Remembering April 4, 1968

It’s not the national holiday of his birth but 56 years later honoring the memory of MLK occurs almost everywhere in April at parks, in schools and at community events on the day he died fighting for the dignity of sanitation workers in Memphis. And for many of us of a certain age it was a day you will not forget.

I remember where I was on April 4, 1968. The Rev. Martin Luther King, Jr. was assassinated in Memphis.

That week day, like many others in my senior year in high school, I drove to Bradlee’s Department store on the Lynnway in Lynn, MA to punch in for the evening shift earning some money before entering Boston University in the fall.

The news spread quickly that Thursday evening that King was dead. It didn’t take long to realize that my shift as a retail clerk would be different from all the others. The store quickly emptied out. Not a customer in sight all night. No need for Mr. Silverman, the shaken and somber store manager, to send me out on outside carriage control. The bullets in Memphis were enough to bring a normal business day to a halt in Lynn and most of the nation. Just five short years before I had come home from junior high on a late summer day to watch King deliver his “I Have A Dream” speech – an event that would inspire so many to become active in politics and protest.
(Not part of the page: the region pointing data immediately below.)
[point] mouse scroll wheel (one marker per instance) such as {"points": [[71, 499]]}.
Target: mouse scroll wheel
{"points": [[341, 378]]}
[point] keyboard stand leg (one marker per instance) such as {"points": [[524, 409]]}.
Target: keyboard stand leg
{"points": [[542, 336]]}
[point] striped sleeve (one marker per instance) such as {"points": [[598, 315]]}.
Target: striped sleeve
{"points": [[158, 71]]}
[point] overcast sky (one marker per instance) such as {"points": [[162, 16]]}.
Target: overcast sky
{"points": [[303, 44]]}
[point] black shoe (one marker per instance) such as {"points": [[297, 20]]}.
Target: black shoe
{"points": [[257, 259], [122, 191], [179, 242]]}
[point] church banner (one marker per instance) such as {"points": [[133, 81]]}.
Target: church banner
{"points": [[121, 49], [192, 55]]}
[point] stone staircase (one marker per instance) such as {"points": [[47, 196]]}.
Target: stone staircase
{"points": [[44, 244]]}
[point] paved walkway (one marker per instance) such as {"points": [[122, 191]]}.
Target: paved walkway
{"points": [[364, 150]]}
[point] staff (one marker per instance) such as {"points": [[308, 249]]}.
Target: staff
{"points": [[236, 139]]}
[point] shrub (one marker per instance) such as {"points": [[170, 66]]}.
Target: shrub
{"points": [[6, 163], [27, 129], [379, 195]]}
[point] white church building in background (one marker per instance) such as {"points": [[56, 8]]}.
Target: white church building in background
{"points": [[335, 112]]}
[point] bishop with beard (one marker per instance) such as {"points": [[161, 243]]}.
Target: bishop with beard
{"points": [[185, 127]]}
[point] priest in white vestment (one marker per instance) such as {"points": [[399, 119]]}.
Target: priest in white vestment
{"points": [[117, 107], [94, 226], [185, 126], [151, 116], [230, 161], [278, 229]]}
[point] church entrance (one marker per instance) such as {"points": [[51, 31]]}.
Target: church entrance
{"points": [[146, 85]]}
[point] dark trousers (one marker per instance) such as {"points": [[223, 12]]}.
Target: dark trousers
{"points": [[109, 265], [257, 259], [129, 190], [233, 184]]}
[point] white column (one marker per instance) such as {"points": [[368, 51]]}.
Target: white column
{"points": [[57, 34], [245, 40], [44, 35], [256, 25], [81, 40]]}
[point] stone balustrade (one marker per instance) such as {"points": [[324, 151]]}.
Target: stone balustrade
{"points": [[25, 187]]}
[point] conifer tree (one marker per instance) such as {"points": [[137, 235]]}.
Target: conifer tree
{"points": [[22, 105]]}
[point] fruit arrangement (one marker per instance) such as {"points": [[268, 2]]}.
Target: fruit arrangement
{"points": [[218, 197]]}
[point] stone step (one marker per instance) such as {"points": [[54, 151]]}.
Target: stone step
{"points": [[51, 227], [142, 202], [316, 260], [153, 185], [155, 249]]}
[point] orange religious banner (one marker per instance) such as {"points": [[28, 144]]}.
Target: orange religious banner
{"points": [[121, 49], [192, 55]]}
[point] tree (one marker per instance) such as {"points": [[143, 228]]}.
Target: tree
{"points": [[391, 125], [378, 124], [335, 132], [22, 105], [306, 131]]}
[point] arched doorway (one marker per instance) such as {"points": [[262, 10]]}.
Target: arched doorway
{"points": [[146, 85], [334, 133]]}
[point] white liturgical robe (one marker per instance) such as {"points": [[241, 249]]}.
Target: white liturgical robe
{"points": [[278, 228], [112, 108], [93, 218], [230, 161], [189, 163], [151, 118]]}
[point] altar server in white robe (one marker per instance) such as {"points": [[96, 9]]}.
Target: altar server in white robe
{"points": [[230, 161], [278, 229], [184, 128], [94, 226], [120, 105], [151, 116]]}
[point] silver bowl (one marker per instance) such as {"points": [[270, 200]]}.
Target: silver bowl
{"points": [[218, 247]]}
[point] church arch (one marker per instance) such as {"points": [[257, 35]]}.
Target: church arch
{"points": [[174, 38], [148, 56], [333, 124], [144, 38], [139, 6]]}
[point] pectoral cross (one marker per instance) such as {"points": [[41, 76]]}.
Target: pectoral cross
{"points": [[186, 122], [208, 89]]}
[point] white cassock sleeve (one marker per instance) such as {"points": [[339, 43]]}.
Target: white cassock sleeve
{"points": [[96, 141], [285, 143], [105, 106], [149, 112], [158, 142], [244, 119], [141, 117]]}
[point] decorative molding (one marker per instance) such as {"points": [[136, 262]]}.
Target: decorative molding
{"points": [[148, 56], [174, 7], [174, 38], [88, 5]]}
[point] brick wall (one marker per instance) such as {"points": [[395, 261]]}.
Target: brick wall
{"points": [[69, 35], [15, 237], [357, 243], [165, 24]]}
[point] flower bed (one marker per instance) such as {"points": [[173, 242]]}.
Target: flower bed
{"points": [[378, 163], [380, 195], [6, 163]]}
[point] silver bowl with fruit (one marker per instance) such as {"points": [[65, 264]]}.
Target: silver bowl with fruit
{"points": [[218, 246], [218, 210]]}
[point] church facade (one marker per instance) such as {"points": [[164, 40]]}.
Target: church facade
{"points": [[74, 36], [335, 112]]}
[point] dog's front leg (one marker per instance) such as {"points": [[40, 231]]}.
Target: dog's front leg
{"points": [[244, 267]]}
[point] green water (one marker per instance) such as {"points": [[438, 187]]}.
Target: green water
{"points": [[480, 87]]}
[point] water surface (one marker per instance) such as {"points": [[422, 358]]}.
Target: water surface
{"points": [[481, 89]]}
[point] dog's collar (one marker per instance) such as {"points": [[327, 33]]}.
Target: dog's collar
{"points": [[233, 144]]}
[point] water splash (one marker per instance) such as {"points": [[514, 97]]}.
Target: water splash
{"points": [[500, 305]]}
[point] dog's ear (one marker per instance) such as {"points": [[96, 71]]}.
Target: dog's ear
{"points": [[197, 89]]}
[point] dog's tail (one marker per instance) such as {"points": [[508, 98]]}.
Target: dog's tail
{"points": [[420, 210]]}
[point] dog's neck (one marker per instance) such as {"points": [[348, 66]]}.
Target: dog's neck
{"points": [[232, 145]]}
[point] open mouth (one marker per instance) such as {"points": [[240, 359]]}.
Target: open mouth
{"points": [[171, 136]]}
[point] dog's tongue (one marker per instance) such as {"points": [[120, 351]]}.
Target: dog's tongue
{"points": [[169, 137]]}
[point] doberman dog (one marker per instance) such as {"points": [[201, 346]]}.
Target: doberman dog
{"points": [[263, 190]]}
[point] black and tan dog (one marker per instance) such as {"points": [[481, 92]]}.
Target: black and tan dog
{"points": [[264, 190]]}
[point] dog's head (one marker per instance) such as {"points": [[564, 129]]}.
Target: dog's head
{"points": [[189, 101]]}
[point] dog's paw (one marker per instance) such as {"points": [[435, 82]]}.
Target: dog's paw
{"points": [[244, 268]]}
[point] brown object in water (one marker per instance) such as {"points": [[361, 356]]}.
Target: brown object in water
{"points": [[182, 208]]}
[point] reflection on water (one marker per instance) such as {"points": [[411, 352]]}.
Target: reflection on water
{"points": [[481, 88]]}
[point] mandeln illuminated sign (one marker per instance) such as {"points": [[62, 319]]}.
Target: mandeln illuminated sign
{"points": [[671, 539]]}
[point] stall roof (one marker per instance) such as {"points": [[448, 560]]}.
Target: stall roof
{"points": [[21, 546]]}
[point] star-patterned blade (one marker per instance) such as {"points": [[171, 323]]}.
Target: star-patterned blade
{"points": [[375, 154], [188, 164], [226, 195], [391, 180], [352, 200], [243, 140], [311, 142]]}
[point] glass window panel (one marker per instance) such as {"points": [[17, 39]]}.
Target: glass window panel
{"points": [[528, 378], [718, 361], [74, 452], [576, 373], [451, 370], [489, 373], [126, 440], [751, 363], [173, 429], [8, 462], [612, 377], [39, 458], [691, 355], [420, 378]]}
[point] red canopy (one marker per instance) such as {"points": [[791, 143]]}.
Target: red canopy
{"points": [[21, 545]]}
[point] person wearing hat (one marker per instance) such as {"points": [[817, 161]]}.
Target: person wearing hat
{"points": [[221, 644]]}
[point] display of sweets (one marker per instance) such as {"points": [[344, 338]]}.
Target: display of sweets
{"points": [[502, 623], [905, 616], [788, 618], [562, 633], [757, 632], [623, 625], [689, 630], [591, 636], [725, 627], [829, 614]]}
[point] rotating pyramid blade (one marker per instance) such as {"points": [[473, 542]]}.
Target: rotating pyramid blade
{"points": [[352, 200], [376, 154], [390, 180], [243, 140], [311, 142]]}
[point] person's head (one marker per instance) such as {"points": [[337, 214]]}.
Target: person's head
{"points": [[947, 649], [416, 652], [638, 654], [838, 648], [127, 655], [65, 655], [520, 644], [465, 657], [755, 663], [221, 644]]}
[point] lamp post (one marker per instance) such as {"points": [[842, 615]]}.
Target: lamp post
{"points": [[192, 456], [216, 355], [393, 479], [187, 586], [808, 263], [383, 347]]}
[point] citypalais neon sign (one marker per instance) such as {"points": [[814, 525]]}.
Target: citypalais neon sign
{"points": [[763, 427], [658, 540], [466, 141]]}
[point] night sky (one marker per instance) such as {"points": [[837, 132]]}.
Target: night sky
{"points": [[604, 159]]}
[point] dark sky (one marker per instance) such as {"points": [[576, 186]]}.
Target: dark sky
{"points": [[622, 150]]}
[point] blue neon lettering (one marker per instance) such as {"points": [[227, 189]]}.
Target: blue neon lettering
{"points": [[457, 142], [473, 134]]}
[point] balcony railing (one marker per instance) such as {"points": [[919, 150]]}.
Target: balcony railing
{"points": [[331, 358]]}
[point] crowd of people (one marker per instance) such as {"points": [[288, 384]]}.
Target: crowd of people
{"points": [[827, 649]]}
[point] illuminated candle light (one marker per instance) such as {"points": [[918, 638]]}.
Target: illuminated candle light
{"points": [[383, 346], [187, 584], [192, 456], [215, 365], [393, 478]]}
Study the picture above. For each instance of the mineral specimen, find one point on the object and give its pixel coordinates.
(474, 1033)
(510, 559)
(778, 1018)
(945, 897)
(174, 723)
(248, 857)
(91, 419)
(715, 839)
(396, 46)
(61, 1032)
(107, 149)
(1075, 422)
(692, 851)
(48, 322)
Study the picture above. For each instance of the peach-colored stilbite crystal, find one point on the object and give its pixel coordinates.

There are many good remembrances of what King said and stood for on his national holiday In January every year, but not enough is said on this anniversary of the day he died. It’s worth remembering on April 4th and throughout the year why King was in Memphis on a day I will never forget.

By 1968, Rev. King was widening the concerns of his movement. In Where Do We Go From Here? King opposed a Vietnam policy that had begun to break the nation further apart. The lunchroom sit-ins and battles over accommodations and voting rights were giving way to a broader agenda. He was planning a new march on Washington – “the Poor People’s Campaign” — when he decided to take up the cause of 1,300 Black sanitation workers in Memphis, a city of southern segregation, where the white power structure opposed the right to unionize and the Mayor vowed never to bargain in good faith in a way that would give the sanitation workers their dignity. The strike and a citywide economic boycott were a cause King knew he could not ignore.

King’s prophetic “I’ve Been to the Mountain Top” speech on the eve of the assassination is his best known from Memphis. But two weeks earlier, on March 18th, King galvanized support for strikers by saying: “So often we overlook the worth and significance of those who are not in professional jobs, or those who are not in the so-called big jobs…..One day our society will come to respect the sanitation worker if it is to survive.” Following King’s assassination, the Memphis power structure gave up its intransigence – recognizing the union, awarding pay raises and instituting merit promotions.

King’s campaign for striking sanitation workers reaffirmed his greatness at the hour of his death and resonates today in the cause of social and economic justice. That is worth remembering most from the day he died.